Kumar and Wigge1 next shifted Arabidopsis plants grown at 17 °C to 27°C, and found that the expression of several thousand genes increases, while a similar number of genes show significantly reduced expression. The authors found that, when grown at 17°C, plants deficient in the ARP6 gene show a similar pattern of gene expression as normal plants grown at 27°C. This observation indicates that ARP6 — and therefore H2A.Z — normally suppress geneexpression changes that accompany increases in temperature. In support of this conclusion, Kumar and Wigge found that, in normal plants, the amount of H2A.Z associated with each gene decreases with increasing temperature. Intriguingly, this finding was true both for genes that increase in expression at higher temperatures and those that show decreased expression. So by associating with genes at 17 °C, H2A.Z nucleosomes serve to maintain the expression of temperature-responsive genes at constant levels. At higher temperatures, however, these nucleosomes appear to be destabilized and so are lost from chromatin, allowing increased or reduced expression of genes as needed for growth at high temperatures (Fig. 1).
Why H2A.Z has been retained as a minor variant in virtually all eukaryotes, and yet is non-essential in some, has long puzzled scientists. By examining published data, Kumar and Wigge found that gene expression changes in yeast H2A.Z mutants correlate significantly with gene expression changes in response to temperature. This result suggests that H2A.Z-mediated gating of the response to increased ambient temperature is an ancestral mechanism.

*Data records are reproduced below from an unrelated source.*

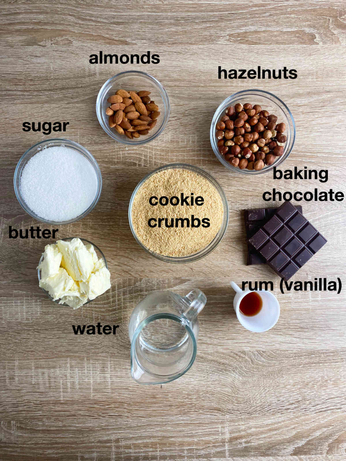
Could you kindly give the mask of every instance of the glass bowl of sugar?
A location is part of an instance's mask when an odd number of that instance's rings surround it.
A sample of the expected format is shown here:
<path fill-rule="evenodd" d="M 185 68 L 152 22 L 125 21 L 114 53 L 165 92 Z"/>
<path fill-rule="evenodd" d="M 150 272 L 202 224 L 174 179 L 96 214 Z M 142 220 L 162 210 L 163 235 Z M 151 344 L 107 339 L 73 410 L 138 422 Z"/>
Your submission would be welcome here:
<path fill-rule="evenodd" d="M 94 157 L 68 139 L 48 139 L 28 149 L 14 172 L 19 204 L 41 222 L 67 224 L 91 211 L 101 195 L 102 177 Z"/>

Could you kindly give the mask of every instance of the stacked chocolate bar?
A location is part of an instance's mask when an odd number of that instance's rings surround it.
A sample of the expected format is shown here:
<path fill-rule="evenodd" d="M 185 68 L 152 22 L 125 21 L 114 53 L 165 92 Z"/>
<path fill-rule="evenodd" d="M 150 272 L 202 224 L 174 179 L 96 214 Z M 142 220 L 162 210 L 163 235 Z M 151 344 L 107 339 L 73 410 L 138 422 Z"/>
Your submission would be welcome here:
<path fill-rule="evenodd" d="M 288 280 L 327 243 L 304 217 L 302 207 L 284 202 L 279 208 L 245 212 L 247 264 L 266 263 Z"/>

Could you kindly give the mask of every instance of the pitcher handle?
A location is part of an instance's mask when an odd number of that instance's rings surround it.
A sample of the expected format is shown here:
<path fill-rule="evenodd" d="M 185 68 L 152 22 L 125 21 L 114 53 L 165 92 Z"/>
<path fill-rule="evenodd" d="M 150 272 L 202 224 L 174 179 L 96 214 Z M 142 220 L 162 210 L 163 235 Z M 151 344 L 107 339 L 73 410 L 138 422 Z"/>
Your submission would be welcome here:
<path fill-rule="evenodd" d="M 184 317 L 190 322 L 192 321 L 198 315 L 207 302 L 207 296 L 198 288 L 195 288 L 186 296 L 183 301 L 187 304 L 182 312 Z"/>

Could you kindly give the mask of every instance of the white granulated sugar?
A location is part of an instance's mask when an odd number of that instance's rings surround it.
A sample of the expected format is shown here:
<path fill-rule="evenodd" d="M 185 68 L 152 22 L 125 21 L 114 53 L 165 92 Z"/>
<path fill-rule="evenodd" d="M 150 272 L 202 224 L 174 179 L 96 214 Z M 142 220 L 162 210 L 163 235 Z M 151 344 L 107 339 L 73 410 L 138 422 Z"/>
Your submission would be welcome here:
<path fill-rule="evenodd" d="M 42 219 L 68 221 L 93 202 L 97 177 L 79 152 L 64 146 L 49 147 L 35 154 L 23 168 L 20 191 L 29 208 Z"/>

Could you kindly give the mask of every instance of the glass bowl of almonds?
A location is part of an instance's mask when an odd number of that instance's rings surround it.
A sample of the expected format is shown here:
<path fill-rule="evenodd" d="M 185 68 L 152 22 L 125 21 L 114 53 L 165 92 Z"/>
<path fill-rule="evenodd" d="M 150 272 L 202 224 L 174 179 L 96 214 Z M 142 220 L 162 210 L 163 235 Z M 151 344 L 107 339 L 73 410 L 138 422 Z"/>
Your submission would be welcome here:
<path fill-rule="evenodd" d="M 169 118 L 169 99 L 161 83 L 139 71 L 121 72 L 99 92 L 96 112 L 107 135 L 123 144 L 150 142 L 163 130 Z"/>
<path fill-rule="evenodd" d="M 294 143 L 293 116 L 268 91 L 239 91 L 216 109 L 210 126 L 214 154 L 229 170 L 243 174 L 266 173 L 289 155 Z"/>

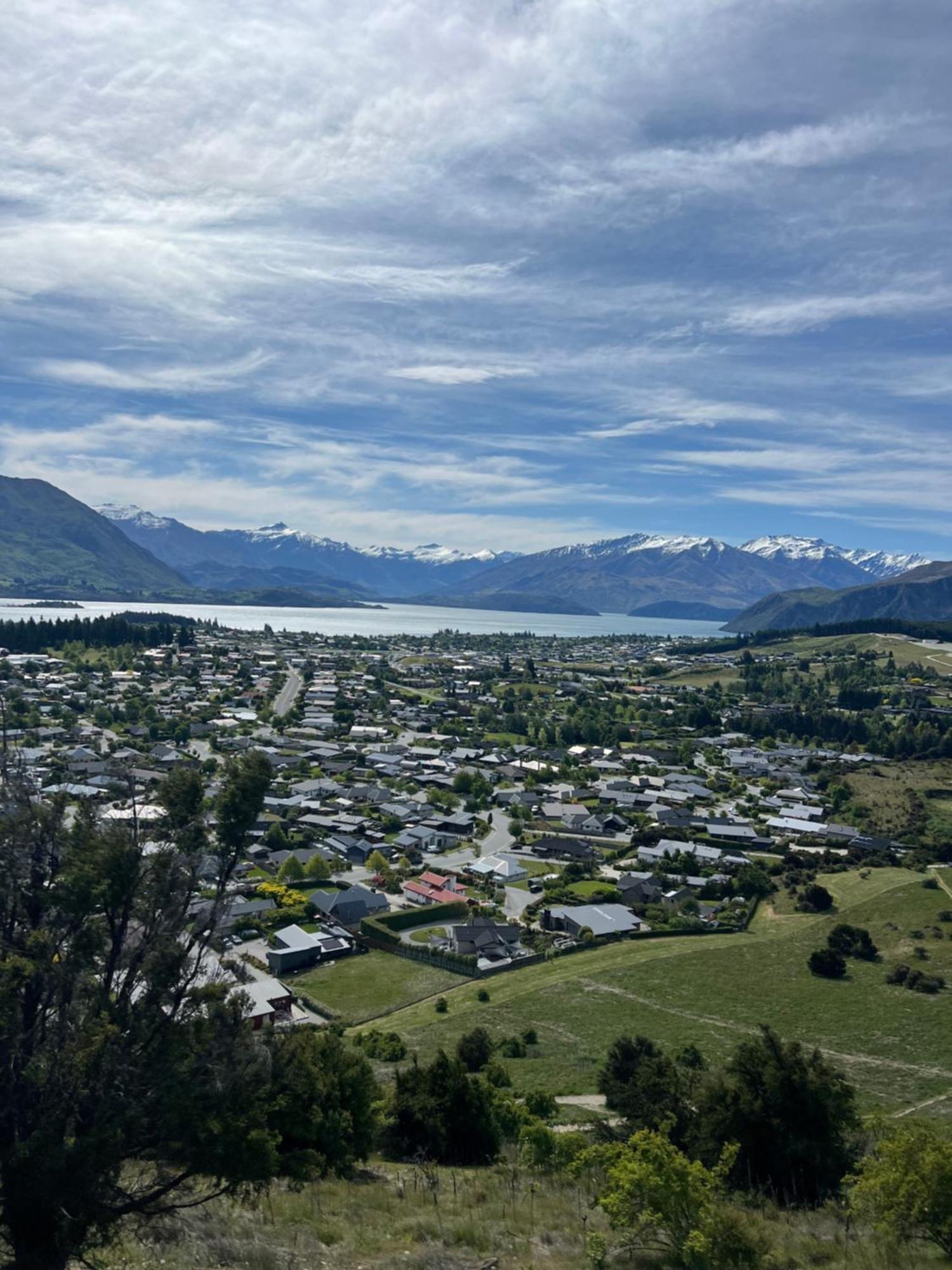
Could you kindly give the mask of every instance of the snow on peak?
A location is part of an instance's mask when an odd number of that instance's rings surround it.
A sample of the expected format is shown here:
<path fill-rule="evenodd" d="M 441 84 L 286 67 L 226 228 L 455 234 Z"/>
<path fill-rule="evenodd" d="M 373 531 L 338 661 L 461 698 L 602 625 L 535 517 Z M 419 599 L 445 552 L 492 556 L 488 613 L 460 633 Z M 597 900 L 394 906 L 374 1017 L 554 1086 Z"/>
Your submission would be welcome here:
<path fill-rule="evenodd" d="M 168 516 L 155 516 L 154 512 L 143 512 L 135 503 L 103 503 L 94 508 L 107 521 L 124 521 L 131 525 L 140 525 L 146 530 L 166 530 L 173 521 Z"/>
<path fill-rule="evenodd" d="M 867 547 L 838 547 L 823 538 L 798 538 L 791 533 L 777 533 L 763 538 L 751 538 L 741 551 L 773 560 L 783 556 L 787 560 L 845 560 L 854 564 L 871 578 L 895 578 L 908 573 L 916 565 L 929 564 L 925 556 L 915 552 L 902 555 L 891 551 L 872 551 Z"/>
<path fill-rule="evenodd" d="M 768 560 L 778 555 L 786 556 L 787 560 L 824 560 L 829 556 L 842 558 L 845 555 L 842 547 L 835 547 L 823 538 L 801 538 L 793 533 L 773 533 L 762 538 L 751 538 L 750 542 L 744 542 L 740 550 L 764 556 Z"/>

Indeed, thermoregulation provides an attractive function to explain the mystery of H2A.Z conservation throughout evolution, insofar as the ancestors of all organisms must have required some general mechanisms to regulate metabolism for efficient responses to changes in temperature. By depositing H2A.Z over the first few nucleosomes downstream of the transcriptional start sites of essentially all genes, eukaryotes can regulate each gene independently through locally altering the amounts, modification state or dynamics of H2A.Z. The modulation of H2A.Z properties would provide genes with a flexible gate that differentially impedes RNA Polymerase II, which must disrupt nucleosomes to gain direct access to DNA and transcribe it into RNA.

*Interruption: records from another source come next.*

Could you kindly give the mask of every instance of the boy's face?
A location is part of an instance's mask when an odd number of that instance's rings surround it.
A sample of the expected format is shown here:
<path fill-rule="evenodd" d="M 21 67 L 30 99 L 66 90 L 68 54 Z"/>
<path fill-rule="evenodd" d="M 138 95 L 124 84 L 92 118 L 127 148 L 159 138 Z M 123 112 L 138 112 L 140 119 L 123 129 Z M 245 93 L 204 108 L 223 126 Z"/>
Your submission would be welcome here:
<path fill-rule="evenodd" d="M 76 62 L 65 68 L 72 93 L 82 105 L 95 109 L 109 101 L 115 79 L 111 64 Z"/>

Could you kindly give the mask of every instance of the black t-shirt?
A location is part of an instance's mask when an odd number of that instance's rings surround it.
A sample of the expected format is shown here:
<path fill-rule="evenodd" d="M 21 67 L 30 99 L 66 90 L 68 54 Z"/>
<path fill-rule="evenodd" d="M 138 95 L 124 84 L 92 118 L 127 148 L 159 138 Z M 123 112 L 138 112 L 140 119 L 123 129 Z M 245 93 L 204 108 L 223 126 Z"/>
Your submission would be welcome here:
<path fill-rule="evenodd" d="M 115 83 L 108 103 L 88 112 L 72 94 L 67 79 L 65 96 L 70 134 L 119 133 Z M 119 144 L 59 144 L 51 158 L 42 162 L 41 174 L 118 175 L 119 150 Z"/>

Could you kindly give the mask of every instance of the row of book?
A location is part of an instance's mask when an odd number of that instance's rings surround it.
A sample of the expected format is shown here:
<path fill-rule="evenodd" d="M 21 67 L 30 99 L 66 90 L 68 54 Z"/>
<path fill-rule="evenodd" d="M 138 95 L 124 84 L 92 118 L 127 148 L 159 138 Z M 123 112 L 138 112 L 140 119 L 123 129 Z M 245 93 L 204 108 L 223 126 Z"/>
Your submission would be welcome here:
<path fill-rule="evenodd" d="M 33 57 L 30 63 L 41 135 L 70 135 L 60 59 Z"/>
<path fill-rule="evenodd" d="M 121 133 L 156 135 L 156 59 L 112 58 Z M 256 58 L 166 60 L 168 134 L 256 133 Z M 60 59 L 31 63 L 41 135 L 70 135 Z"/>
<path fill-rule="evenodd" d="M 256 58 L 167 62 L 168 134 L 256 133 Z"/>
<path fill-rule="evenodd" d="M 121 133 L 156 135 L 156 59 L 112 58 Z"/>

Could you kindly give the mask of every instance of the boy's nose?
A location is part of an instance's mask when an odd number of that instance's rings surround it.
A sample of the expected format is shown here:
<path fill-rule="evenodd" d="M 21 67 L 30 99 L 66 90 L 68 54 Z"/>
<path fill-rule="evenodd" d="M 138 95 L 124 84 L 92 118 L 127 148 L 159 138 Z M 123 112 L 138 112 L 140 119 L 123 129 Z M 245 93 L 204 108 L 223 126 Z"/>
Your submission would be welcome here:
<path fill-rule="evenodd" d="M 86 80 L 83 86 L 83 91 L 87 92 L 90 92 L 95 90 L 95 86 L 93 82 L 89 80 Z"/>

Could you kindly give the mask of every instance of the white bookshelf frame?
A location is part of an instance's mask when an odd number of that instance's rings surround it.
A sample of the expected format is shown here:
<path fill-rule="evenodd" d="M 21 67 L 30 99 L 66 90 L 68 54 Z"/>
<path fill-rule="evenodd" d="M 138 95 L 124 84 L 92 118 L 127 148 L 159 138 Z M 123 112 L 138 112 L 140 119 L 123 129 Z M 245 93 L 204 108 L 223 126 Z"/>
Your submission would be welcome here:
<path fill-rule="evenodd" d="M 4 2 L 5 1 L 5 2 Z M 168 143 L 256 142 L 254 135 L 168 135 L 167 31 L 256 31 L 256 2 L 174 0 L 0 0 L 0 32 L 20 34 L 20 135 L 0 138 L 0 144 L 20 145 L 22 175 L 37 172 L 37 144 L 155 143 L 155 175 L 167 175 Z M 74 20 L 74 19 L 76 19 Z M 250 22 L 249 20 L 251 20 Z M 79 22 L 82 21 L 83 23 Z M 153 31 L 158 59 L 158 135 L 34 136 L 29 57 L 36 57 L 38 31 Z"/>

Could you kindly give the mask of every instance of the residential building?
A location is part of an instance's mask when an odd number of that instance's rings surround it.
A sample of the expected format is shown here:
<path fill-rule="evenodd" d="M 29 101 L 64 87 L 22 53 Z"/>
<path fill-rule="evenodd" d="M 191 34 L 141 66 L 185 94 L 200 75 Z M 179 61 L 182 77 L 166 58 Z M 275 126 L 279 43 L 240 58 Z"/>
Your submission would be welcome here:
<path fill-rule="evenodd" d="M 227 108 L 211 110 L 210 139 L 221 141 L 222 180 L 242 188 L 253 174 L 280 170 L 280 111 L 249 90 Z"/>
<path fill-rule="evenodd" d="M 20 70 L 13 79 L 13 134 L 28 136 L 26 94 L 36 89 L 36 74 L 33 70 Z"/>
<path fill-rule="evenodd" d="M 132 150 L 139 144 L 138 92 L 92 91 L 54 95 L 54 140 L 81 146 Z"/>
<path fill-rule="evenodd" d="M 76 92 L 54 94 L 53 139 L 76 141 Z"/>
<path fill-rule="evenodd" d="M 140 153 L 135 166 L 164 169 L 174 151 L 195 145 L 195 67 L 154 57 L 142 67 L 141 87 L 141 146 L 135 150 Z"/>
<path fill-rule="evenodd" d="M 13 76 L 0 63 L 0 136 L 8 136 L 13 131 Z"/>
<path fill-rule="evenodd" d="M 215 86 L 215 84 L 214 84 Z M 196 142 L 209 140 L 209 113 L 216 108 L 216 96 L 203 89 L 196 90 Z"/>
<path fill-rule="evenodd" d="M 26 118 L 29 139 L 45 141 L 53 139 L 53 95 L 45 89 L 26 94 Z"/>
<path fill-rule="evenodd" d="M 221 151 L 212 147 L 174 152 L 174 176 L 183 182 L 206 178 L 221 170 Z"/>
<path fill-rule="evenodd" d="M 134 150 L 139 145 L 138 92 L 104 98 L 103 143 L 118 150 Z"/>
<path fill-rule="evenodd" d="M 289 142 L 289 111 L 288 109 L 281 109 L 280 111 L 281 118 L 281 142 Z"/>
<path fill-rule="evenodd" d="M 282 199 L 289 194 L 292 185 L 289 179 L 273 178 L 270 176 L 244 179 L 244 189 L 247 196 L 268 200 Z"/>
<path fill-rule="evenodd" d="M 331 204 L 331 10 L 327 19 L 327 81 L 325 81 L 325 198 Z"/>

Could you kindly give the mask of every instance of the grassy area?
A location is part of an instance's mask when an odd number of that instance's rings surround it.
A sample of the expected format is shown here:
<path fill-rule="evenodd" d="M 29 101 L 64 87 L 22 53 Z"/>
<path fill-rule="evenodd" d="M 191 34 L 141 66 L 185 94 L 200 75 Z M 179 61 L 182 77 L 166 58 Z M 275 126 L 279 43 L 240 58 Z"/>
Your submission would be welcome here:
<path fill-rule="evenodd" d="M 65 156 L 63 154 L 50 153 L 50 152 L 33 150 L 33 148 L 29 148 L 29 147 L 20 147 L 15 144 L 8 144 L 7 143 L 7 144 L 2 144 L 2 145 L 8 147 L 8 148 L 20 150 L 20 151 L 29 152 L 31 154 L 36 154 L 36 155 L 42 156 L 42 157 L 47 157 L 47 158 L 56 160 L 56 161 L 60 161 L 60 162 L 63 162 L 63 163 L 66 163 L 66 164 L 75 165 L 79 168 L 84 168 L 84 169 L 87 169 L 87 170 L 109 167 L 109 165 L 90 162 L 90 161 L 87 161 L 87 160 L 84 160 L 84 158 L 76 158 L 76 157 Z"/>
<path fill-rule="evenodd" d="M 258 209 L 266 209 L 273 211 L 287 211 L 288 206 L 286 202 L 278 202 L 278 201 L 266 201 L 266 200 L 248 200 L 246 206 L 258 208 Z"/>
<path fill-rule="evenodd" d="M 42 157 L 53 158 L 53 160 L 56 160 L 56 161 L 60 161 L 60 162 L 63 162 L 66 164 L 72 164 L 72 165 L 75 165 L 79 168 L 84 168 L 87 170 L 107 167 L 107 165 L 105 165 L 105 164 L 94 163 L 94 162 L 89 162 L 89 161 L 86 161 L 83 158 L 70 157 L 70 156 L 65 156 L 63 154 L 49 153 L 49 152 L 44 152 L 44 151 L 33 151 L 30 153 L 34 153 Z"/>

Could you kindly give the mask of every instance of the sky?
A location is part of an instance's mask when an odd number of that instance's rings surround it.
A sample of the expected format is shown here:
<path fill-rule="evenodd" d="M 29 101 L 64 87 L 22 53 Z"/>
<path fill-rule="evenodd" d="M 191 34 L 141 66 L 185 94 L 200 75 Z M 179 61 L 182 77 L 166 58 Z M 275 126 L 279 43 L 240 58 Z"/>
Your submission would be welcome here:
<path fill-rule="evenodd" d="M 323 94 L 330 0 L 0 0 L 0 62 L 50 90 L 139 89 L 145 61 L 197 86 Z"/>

Recent evidence6 that ATP-dependent nucleosome remodellers involved in gene regulation also recognize H2A.Z nucleosomes as being different provides additional mechanistic possibilities to explain how H2A.Z nucleosomes might mediate thermoregulation, as well as other processes, such as stabilization of Polycomb-group protein interaction with DNA7. Kumar and Wigge's work therefore opens the door to studies of the specific molecular mechanisms underlying the responses that follow H2A.Z destabilization. It also underscores the importance of chromatin differentiation as a mechanism to evoke specialized transcriptional responses.